作為國內最為知名的藝術院校,這裏培養了大量的演員、導演,每年都會有無數抱有夢想的孩子想要考進這裏,開啓他們人生新的旅途。選擇藝考的道路,會讓他們放棄很多別的,但也會給他們帶來更多不一樣的東西。
蕭蘊沒來過這裏,這是他第一次來到電影學院,他覺得自己不是很喜歡這兒。
說不上為什麽,可能只是因為他的人生過得太過疲憊、無聊。
在門衛處登記了身份信息後,蕭蘊順利地走進了電影學院。杜方老師是他今天來到這裏的目标,下午一點半,杜方約他在一間辦公室裏見面。

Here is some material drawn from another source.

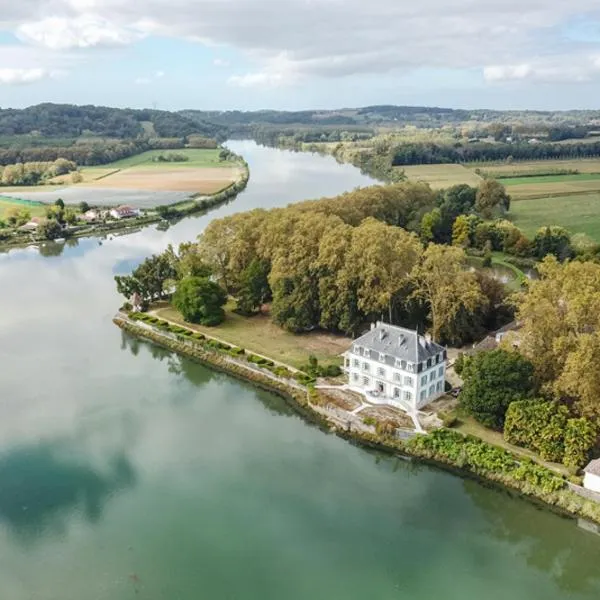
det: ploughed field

杜方給蕭蘊的第一印象不錯,看起來還算年輕,人也精神,然而湊近了一點,蕭蘊還是看見了他有些皺紋的眼角。
杜方:“您好。”
蕭蘊:“您好,杜老師。”
杜方:“我知道你今天為什麽過來,梁導跟我說過了,我自己也很希望配合你的調查。”
蕭蘊:“再好不過。”
他向杜方展示了手裏的錄音筆,在得到杜方的點頭之後,蕭蘊打開了錄音筆的按鈕,并放在了兩人中間的桌子上。
蕭蘊:“開始吧……先說周心遠,您對他有什麽看法?”
杜方:“很乖,很有靈氣,不愛說話,但是看得出來是很有想法的學生,人不笨。”
蕭蘊:“在校期間,他有什麽異常舉動嗎?”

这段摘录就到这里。